Pretty cool.. Thanks for sharing this..
This is very interesting. It is always helpful to have one extra tool to back up your research – or even provide you with a place to begin. It is a shame that the language barrier is so limited. I am sure that will severely inhibit its usefulness.
Very Interesting
Impressed with this new data, as I am infatuated with History.
Reblogged this on Simon Hamer and commented:
Interesting – I hope there will be some sort of accurate filtering against white noise, otherwise our era will be remembered for Beiber and Gaga, is that really representative of this generation?
Great sentence, “Language is only one small piece of what makes us who we are.” I watched Les Miserable last night. It confirmed music is a crucial outlet to understanding, not to mention beautiful.

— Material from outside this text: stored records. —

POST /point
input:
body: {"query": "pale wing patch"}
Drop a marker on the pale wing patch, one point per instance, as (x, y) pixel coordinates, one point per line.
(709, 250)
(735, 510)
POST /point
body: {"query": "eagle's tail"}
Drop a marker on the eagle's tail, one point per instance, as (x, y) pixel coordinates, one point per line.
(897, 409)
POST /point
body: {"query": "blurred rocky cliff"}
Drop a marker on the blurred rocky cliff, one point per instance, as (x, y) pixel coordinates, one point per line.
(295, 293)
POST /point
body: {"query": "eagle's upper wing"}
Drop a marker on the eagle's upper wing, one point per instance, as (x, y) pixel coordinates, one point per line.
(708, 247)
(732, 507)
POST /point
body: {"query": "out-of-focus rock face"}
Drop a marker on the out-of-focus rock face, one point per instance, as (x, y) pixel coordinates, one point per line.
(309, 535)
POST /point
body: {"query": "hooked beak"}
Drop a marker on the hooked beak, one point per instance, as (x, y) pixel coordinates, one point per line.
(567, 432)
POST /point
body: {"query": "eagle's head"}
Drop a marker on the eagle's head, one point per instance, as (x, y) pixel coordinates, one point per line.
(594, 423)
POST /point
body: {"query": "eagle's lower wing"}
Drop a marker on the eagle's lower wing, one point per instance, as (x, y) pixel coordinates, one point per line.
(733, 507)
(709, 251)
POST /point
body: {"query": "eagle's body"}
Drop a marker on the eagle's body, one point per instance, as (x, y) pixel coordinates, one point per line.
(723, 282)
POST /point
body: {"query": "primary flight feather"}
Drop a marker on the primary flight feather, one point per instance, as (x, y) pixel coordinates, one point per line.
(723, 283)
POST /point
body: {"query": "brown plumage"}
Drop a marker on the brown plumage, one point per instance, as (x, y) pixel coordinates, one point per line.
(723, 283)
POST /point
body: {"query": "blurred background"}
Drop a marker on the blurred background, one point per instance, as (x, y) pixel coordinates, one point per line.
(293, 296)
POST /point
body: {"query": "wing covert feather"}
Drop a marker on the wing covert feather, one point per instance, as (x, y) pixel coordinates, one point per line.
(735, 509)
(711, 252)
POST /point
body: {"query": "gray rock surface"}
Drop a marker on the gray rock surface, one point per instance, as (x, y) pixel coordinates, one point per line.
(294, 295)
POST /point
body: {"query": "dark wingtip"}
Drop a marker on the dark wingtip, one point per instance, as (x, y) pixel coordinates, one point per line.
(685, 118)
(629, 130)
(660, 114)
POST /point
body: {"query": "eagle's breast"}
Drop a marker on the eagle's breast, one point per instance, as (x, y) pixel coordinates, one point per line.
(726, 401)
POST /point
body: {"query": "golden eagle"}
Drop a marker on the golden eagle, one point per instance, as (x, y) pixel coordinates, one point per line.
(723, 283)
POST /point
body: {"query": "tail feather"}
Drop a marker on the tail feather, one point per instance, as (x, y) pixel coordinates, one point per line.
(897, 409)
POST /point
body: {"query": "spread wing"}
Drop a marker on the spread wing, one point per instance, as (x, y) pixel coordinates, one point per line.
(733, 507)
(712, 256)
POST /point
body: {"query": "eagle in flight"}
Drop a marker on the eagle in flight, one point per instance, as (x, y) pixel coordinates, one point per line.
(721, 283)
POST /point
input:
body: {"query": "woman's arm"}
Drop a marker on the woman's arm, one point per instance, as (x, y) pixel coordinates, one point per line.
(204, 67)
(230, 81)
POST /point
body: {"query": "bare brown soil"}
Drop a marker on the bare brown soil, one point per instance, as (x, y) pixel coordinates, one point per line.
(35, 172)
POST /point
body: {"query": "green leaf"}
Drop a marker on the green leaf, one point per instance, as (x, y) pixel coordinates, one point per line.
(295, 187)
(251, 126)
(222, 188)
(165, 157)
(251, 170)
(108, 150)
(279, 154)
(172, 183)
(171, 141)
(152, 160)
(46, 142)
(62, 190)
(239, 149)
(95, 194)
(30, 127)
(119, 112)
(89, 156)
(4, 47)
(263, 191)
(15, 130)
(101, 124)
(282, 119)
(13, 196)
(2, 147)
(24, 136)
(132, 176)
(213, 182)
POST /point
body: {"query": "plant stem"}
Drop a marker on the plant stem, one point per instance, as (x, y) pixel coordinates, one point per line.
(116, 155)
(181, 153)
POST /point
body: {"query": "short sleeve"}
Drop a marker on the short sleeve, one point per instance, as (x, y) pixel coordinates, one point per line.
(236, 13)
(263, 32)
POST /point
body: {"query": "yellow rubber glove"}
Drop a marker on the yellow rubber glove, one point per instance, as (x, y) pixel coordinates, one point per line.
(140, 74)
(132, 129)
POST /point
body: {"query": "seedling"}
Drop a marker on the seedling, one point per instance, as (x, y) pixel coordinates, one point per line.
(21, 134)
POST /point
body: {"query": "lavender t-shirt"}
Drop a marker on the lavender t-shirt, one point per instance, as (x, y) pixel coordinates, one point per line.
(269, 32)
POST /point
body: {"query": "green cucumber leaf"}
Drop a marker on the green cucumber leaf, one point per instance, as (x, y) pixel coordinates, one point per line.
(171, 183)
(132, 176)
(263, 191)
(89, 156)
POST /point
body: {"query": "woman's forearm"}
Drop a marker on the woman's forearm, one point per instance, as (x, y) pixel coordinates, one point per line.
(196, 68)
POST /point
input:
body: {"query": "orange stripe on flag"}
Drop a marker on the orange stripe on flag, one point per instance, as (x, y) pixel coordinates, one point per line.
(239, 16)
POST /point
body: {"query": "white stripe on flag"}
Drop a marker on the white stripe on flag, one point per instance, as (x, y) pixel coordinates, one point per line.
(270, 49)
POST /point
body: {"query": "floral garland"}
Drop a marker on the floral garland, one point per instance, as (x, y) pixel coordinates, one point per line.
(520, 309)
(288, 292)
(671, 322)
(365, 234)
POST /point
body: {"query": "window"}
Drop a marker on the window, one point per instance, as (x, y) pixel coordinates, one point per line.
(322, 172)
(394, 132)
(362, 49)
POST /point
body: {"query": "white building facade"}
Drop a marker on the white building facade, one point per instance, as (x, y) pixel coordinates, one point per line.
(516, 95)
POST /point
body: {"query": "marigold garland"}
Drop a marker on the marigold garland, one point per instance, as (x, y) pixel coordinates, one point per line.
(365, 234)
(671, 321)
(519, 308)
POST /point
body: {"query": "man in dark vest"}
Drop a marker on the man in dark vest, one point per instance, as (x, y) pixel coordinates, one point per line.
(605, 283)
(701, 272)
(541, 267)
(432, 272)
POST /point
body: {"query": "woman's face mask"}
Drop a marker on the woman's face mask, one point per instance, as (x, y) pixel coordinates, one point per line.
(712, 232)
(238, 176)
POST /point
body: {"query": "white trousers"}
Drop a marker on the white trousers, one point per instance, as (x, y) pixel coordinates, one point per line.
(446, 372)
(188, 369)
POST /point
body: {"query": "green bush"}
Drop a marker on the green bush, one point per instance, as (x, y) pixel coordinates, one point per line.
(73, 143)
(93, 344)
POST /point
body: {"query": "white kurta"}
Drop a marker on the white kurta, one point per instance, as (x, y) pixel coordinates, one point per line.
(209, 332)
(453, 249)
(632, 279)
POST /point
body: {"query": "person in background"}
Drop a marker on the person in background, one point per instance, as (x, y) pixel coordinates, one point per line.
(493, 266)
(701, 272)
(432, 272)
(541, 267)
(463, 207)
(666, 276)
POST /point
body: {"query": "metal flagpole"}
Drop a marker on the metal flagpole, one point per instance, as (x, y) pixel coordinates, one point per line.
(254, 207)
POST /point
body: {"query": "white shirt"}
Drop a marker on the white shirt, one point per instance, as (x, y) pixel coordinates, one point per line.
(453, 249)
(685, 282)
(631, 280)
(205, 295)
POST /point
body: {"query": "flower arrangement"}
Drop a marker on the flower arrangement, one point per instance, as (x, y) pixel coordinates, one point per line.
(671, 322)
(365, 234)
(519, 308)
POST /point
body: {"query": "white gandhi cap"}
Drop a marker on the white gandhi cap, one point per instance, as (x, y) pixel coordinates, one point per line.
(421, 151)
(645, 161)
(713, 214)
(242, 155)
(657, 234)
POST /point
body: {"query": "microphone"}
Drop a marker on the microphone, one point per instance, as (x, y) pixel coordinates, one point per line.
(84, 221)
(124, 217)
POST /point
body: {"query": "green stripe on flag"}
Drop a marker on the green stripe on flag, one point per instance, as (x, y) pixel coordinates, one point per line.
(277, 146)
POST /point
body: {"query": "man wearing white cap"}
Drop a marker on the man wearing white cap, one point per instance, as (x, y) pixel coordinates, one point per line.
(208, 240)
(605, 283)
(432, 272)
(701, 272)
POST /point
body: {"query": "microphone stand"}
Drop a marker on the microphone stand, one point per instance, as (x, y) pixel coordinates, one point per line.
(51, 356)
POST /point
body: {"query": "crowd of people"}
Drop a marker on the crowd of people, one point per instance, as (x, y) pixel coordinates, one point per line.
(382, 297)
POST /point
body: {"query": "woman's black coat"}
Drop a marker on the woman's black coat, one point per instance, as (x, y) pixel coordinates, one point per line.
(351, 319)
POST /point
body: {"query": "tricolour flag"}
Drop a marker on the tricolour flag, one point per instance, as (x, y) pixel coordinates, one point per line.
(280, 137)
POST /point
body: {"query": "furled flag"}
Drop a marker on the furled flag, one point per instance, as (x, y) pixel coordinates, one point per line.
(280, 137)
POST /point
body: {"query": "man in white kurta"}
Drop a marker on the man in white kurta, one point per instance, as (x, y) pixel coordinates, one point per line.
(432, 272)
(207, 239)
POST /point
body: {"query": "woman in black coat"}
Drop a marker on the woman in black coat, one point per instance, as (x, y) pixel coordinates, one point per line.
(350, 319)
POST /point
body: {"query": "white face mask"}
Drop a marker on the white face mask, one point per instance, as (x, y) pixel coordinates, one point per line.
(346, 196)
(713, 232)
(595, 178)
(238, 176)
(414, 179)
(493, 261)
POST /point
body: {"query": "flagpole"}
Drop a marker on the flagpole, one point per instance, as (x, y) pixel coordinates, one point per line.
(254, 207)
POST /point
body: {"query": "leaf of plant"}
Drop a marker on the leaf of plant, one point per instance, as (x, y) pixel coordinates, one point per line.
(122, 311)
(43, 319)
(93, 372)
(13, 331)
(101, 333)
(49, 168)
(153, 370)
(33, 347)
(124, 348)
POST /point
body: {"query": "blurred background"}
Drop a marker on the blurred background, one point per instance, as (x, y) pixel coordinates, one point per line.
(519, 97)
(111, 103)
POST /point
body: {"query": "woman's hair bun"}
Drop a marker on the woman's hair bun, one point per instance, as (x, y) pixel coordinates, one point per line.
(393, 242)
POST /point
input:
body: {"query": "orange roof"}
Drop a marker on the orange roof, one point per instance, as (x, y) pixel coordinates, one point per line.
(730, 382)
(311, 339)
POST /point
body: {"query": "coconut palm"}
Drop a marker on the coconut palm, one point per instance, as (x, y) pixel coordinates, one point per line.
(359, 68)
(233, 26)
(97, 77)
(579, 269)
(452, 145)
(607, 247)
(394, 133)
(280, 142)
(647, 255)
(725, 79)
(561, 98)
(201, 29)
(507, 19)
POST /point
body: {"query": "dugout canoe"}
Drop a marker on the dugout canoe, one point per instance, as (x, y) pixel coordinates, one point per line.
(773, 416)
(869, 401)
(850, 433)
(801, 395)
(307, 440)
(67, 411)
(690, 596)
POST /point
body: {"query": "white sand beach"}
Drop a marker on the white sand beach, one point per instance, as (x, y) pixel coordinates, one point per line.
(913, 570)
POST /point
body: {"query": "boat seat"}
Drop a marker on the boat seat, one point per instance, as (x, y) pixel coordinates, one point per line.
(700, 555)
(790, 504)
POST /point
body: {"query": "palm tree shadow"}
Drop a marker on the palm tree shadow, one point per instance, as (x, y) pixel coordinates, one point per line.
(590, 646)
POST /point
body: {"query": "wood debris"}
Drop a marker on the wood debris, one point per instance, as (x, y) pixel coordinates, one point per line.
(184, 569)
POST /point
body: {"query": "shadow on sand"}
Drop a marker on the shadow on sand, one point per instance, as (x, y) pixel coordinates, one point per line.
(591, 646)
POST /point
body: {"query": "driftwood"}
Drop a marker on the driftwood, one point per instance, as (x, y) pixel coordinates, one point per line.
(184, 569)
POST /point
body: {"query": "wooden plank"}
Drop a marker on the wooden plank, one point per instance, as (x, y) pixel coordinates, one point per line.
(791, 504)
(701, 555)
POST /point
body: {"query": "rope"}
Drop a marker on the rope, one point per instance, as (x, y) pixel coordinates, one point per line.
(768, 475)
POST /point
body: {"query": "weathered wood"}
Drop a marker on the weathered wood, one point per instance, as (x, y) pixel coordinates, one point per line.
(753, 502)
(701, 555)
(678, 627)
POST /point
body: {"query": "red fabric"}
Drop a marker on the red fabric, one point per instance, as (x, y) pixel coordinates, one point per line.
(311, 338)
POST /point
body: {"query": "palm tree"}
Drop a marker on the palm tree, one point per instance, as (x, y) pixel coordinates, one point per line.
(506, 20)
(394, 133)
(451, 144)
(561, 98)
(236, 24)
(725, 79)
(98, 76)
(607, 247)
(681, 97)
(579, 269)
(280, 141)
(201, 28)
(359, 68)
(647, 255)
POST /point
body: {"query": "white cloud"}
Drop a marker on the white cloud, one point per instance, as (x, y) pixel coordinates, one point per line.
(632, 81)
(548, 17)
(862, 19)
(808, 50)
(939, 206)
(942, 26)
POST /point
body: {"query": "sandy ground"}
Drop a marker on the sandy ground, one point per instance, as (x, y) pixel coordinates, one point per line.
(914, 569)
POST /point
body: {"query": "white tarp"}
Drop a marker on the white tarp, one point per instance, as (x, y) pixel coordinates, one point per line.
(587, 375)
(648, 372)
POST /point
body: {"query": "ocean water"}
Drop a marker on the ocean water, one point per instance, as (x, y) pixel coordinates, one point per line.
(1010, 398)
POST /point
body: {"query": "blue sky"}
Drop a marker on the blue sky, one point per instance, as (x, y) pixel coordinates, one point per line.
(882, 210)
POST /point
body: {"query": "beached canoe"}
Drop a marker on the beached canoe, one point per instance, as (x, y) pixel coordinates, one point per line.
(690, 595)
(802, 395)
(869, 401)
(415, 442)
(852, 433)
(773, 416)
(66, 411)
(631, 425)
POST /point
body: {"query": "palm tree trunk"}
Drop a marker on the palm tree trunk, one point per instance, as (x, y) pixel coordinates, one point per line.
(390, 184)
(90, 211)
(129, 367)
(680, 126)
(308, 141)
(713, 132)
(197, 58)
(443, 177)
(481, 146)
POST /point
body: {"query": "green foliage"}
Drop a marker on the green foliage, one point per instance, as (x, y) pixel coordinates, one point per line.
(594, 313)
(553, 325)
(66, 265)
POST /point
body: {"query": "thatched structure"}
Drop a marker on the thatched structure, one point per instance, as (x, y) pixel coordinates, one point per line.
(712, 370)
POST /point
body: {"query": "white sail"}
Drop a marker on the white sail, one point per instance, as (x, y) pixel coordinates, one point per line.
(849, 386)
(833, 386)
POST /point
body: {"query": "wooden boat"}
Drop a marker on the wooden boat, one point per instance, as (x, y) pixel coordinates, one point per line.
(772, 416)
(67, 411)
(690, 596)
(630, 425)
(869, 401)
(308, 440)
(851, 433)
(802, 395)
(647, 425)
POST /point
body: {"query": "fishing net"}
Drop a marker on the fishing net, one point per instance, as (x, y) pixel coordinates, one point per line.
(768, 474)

[…] Should Historians “Mind” What’s Been Said?. […]
Wow this is really cool. If they develop this tool more it will be awesome to see what they find.
Reblogged this on nintendorick.
Woah
This was a very interesting post. I love ending on context is king.
Reblogged this on pluginforslot and commented:
All I ever wanted to have in my life.
Gonna play with a lot in the future.
I recently played around with ngram to track the change in the use of names given for New Zealand’s 19th century wars. While there were a few pitfalls to watch out for I was pleasantly surprised to see the results mirror the trends that I expected.
It seems to be a pretty exciting time to be a historical researcher and I hope that n-gram will continue to grow as a strong tool, hopefully including newspapers sooner than later.